Veres, V. and Spéder, Z.
Fertility intentions, family size in comparison – Hungary and Transylvania
European Population Conference 2010, European Association for Population Studies, 2010,
children hungary transylvania parenting
URL, JabRef BibTex, Abstract
In this paper we analyzed the willingness to have children of the Hungarian population living in Hungary and Romania (Transylvania). Out intention was to shed light on individual motivations behind present and future parenting practices, the extent to which the willingness to have children differs in these two societies and the parenting practices they point to. Our data source is represented by the survey Turning Points of the Life Course carried out in 2004 and 2005 in Hungary and Romania, which is part of a big international survey: Generation and Gender Program (GGP) aimed at revealing the characteristics of the new European demographical behaviour related to „second demographical transition”. These research frames, bolstered by the above premises, offer numerous new research opportunities. The data collection from Hungary and Transylvania, the similarity of questions at different levels makes it possible to compare the key characteristics of individual and family demographical behaviour and the decisive aspects of the Hungarian and Transylvanian Hungarian societies.
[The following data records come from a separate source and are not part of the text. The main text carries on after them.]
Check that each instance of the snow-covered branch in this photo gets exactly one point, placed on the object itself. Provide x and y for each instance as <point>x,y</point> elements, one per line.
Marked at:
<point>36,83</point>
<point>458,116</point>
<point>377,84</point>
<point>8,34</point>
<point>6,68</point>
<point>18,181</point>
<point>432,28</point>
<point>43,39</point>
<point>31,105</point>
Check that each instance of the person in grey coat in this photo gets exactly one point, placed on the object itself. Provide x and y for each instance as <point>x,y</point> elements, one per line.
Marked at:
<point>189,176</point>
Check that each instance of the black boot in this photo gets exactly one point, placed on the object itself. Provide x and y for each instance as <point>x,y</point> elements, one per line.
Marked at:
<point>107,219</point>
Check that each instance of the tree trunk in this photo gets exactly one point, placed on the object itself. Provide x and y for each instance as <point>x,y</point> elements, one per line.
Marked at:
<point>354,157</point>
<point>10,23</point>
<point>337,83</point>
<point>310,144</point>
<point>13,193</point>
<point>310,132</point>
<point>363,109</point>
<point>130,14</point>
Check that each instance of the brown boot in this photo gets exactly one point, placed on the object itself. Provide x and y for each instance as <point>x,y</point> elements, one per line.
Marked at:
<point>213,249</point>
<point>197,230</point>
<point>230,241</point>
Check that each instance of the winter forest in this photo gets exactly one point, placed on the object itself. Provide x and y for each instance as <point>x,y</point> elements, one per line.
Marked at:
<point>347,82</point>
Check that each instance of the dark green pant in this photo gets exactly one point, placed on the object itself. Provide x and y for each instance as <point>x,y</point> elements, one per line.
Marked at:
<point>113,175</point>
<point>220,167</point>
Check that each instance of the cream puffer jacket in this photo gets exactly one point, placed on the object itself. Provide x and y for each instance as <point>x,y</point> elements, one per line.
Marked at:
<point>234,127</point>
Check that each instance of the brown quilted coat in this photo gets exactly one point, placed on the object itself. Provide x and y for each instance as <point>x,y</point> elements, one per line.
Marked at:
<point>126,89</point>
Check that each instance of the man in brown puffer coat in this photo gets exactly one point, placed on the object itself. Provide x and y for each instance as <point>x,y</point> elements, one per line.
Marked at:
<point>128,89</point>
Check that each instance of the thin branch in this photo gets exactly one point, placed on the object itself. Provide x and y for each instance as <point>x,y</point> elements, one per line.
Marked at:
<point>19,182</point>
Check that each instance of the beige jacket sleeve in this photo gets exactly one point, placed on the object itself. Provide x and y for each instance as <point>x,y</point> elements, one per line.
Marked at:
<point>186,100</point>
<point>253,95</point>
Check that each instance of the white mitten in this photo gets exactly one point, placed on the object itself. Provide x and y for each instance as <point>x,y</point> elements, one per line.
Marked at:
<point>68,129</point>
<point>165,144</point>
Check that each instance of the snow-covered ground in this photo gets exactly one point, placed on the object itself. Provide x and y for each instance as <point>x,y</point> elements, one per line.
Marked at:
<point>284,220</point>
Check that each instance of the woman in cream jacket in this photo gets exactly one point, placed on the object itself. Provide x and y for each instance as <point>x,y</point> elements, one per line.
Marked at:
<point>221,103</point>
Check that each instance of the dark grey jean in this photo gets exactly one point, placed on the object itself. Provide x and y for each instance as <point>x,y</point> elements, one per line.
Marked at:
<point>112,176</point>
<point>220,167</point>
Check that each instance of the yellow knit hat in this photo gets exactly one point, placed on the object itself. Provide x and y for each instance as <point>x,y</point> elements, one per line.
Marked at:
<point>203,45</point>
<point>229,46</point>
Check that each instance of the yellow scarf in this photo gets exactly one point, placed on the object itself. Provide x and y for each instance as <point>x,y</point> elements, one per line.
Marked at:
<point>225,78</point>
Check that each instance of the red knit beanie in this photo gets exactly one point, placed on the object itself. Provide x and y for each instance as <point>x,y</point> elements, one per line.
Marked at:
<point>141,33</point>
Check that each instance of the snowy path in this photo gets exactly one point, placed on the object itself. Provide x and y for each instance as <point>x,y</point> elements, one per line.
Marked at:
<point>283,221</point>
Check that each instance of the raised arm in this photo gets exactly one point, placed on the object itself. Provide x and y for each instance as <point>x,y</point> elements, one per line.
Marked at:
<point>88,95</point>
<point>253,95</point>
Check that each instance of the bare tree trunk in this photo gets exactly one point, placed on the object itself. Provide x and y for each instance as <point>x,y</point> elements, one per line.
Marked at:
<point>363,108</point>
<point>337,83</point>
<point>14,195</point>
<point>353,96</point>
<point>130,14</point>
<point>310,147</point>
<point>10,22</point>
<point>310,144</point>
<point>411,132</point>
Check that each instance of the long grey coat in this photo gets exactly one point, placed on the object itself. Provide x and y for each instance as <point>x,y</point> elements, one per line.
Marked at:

Summarising, we may assert that correlations and relations point to the same direction. There are no differences in size between the willingness to have children among Hungarians from Hungary and Hungarians from Transylvania, the parenting intentions of men and women are basically the same and inasmuch as the willingness to have children are dispersed according to social and demographical criteria they point to the same direction. The average level of the willingness to have children does not differ substantially either. At the same time, if we consider the results of cohort analyses, that women have their first child at a younger age, then from the point of view of the entire 20-44 age group sample we may presume that the fertility of Hungarians from Transylvania is somewhat lower than that of women living in Hungary.